Не обращая на его замечания внимания, я продолжила:
– Я стала колотить в двери руками и требовать, чтобы Наташка впустила меня в квартиру.
– И она открыла дверь? – с надеждой поинтересовался следователь, у которого рушилась стройная последовательность обвинения.
– Нет, не открыла, – возразила я расстроенным голосом.
– И что? – Он перестал писать и отложил ручку.
– Я пошла, а Наташа стала кричать мне вслед через двери…
И тут до меня дошло! Я вдруг отчетливо услышала приглушенный голос Наташки, доносившийся из квартиры:
«И ты убирайся отсюда! Чтобы ноги твоей здесь больше не было. Козел!»
– И ты убирайся, – повторила я одними губами и воскликнула: – Это она не мне кричала!
Максимович аж подскочил на стуле.
– Что и кто? – спросил он.
– Понимаете?! У Наташки кто-то в этот момент был! Вот он и убил ее…
– Началось, – проговорил Максимович унылым голосом.
– Точно говорю! – стояла я на своем. – Она назвала его «козлом» и сказала, чтобы он убирался…
– Может быть, все-таки чистосердечное признание напишешь? – в который уже раз безрадостно поинтересовался Максимович. – Я похлопочу, и ты минимальный срок получишь. А там, глядишь, и на условно-досрочное освобождение подадут документы…
Я уже примерно знала, что такое «похлопочу» и с чем «едят» это самое «УДО», поскольку в камере основными темами были мужики, дети, оставшиеся на воле, да рассуждения, касающиеся следственных действий и судебных разбирательств. По сути, любой человек, оказавшийся в стенах подобного учреждения, проходит некий ликбез и становится просвещенным в азах юриспруденции.
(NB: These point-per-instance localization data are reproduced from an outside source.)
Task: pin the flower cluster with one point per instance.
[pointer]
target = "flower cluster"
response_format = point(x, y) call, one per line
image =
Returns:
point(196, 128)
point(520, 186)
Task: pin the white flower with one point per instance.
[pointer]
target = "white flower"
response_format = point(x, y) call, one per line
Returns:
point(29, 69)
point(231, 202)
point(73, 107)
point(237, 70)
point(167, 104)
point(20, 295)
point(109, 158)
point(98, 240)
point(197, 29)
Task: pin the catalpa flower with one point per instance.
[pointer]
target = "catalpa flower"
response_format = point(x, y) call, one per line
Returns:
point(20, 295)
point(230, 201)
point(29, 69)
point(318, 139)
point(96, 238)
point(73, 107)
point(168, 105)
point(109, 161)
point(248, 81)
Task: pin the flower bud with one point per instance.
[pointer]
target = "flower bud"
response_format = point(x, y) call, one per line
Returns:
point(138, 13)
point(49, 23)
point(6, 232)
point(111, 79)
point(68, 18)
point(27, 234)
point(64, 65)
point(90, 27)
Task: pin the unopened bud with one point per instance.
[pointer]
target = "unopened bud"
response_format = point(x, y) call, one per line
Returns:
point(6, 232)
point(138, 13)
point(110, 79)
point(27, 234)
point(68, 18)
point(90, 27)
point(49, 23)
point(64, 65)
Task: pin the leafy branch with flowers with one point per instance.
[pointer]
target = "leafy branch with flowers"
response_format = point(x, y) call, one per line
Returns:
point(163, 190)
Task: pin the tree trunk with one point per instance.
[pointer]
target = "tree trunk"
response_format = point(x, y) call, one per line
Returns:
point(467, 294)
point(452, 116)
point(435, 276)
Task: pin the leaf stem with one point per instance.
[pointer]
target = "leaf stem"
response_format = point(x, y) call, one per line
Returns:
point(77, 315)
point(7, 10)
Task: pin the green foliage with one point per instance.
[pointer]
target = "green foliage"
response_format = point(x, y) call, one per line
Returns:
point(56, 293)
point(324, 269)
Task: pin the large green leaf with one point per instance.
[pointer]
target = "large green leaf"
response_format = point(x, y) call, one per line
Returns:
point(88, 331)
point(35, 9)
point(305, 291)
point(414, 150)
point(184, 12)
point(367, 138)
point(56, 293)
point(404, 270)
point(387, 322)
Но я была не виновата и отправляться в тюрьму не собиралась, поэтому продолжила гнуть свою линию:
– Я же говорю вам, Наташка точно была не одна!
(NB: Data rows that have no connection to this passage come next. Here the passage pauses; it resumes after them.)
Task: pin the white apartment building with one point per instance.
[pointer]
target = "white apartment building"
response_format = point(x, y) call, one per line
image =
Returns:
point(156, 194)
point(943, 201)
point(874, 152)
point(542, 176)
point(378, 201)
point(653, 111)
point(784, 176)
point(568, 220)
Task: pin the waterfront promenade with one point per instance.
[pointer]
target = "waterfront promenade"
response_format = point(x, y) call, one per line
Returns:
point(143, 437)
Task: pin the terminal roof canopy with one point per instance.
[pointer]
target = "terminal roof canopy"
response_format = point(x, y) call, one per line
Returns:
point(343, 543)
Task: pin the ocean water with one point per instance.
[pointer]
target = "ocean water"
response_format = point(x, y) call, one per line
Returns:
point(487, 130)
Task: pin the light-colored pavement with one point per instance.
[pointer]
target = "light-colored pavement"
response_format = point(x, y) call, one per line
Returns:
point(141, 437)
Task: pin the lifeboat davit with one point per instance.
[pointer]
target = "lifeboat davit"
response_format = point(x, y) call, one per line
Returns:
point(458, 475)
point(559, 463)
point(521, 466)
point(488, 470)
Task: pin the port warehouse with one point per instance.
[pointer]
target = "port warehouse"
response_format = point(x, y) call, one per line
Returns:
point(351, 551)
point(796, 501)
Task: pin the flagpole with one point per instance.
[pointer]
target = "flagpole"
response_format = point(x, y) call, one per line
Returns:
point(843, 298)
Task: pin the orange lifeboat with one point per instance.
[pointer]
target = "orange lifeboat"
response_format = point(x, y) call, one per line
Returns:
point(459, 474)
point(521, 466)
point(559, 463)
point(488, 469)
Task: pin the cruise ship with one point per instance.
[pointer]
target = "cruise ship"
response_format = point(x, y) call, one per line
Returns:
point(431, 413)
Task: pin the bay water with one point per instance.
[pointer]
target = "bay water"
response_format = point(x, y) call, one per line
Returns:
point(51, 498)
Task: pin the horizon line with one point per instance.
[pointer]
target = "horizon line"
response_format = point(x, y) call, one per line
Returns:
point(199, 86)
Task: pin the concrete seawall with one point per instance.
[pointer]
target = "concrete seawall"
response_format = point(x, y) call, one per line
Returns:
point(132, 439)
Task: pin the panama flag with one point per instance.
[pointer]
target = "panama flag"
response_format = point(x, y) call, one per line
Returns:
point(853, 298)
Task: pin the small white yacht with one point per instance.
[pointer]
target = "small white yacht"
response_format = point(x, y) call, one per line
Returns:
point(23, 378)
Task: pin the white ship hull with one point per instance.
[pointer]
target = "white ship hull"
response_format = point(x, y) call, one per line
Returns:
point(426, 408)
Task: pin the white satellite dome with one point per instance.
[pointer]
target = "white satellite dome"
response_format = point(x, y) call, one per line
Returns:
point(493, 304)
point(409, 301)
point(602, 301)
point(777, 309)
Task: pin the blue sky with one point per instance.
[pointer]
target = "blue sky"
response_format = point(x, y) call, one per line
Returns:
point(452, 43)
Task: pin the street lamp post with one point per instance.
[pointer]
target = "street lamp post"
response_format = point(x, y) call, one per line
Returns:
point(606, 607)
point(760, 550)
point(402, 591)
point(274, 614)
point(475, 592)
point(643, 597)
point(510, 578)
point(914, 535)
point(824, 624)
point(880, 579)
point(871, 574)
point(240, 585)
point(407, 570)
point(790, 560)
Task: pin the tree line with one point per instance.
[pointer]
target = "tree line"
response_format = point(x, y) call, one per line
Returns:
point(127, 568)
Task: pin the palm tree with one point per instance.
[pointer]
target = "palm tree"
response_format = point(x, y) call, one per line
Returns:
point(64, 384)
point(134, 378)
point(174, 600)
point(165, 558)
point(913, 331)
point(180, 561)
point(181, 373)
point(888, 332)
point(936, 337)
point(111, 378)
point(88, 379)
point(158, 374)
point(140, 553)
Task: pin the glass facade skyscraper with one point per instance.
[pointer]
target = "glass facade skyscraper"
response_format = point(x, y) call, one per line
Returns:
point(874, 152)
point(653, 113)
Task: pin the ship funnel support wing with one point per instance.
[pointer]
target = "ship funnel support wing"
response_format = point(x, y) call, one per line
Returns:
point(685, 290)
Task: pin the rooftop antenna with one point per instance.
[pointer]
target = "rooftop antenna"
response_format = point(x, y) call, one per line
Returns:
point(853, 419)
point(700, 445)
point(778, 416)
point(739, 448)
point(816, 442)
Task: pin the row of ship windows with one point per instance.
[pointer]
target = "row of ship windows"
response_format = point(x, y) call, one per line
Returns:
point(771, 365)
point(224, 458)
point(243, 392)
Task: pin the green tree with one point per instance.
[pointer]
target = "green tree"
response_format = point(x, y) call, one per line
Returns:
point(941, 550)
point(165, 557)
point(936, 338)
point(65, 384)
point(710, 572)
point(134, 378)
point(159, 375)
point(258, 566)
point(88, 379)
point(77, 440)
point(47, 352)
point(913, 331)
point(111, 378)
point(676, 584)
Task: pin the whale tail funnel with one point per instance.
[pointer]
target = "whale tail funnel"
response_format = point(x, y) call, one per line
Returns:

– Вот что, дорогая Марта Александровна, – зло заговорил Максимович и стал собирать со стола бумаги. – Ты мне тут комедию не ломай! Я понимаю, посидела в камере, нахваталась от подружек глупостей и теперь мне решила голову покружить. Не выйдет!
– Я не сяду! – твердила я, словно мантру.
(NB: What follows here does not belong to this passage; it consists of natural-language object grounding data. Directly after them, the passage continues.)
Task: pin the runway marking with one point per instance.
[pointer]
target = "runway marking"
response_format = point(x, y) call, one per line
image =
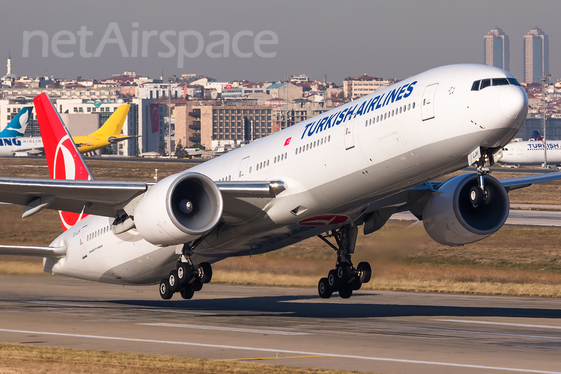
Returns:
point(272, 358)
point(234, 329)
point(465, 331)
point(216, 346)
point(119, 307)
point(500, 323)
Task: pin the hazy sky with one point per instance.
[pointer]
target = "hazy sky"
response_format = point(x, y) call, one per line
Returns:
point(390, 39)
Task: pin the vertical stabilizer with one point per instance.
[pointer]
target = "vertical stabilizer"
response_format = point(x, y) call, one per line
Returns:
point(114, 124)
point(63, 158)
point(18, 124)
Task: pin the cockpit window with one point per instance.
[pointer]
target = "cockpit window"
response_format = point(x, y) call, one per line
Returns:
point(500, 82)
point(481, 84)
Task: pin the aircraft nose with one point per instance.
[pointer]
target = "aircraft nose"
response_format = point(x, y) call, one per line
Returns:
point(512, 100)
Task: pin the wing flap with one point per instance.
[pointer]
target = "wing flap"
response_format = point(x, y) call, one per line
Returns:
point(103, 198)
point(521, 182)
point(32, 250)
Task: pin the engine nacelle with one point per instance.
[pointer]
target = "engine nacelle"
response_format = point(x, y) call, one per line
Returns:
point(178, 209)
point(450, 218)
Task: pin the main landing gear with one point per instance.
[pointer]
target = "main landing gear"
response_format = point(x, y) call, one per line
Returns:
point(345, 278)
point(187, 279)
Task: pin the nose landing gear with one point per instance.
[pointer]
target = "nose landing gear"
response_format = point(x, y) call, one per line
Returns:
point(483, 194)
point(345, 278)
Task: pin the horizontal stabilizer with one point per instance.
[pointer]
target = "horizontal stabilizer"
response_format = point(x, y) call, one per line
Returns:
point(32, 250)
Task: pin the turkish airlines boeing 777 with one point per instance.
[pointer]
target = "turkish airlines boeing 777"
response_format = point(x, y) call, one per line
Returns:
point(353, 165)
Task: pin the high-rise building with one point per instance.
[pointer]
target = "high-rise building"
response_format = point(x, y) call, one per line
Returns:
point(536, 55)
point(496, 49)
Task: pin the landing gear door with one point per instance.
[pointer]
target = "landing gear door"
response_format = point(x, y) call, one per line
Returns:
point(242, 173)
point(349, 136)
point(427, 105)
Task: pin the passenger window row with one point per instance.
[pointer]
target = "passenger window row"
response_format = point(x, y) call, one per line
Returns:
point(483, 83)
point(99, 232)
point(313, 144)
point(381, 117)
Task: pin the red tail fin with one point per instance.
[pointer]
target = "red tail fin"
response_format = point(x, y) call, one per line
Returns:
point(63, 158)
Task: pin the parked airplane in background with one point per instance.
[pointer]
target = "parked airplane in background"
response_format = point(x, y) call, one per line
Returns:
point(106, 135)
point(109, 133)
point(354, 165)
point(531, 152)
point(12, 141)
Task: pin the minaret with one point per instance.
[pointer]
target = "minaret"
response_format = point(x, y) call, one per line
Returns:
point(9, 65)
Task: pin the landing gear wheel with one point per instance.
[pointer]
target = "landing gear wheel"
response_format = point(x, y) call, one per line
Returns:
point(344, 272)
point(165, 290)
point(197, 285)
point(173, 281)
point(332, 280)
point(324, 290)
point(345, 292)
point(187, 292)
point(475, 196)
point(364, 272)
point(184, 272)
point(489, 195)
point(355, 284)
point(205, 272)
– Сядешь как миленькая! – заверил он. – У меня еще не было дел с таким количеством улик. У тебя ведь даже на одежде кровь Сальниковой! Причем залетишь по полной, и никакого снисхождения тебе не вымолить в суде, поскольку все отрицаешь и со следствием сотрудничать не хочешь.
Я прекрасно понимала – все против меня. Показания Зинки на очной ставке Максимович и вовсе назвал «последним гвоздем в крышку моего гроба». Эта горе-свидетель зачем-то ко всему приплела, будто мы с Наташкой всегда конфликтовали…
Я лежала на спине, смотрела в потолок и ни о чем не думала. Голова гудела после пережитого. Была суббота, и в изоляторе тоже были послабления. Но, главное, сегодня никуда никого не тащили, и никто никуда не собирался. Не было привычного для будних дней ажиотажа и суеты.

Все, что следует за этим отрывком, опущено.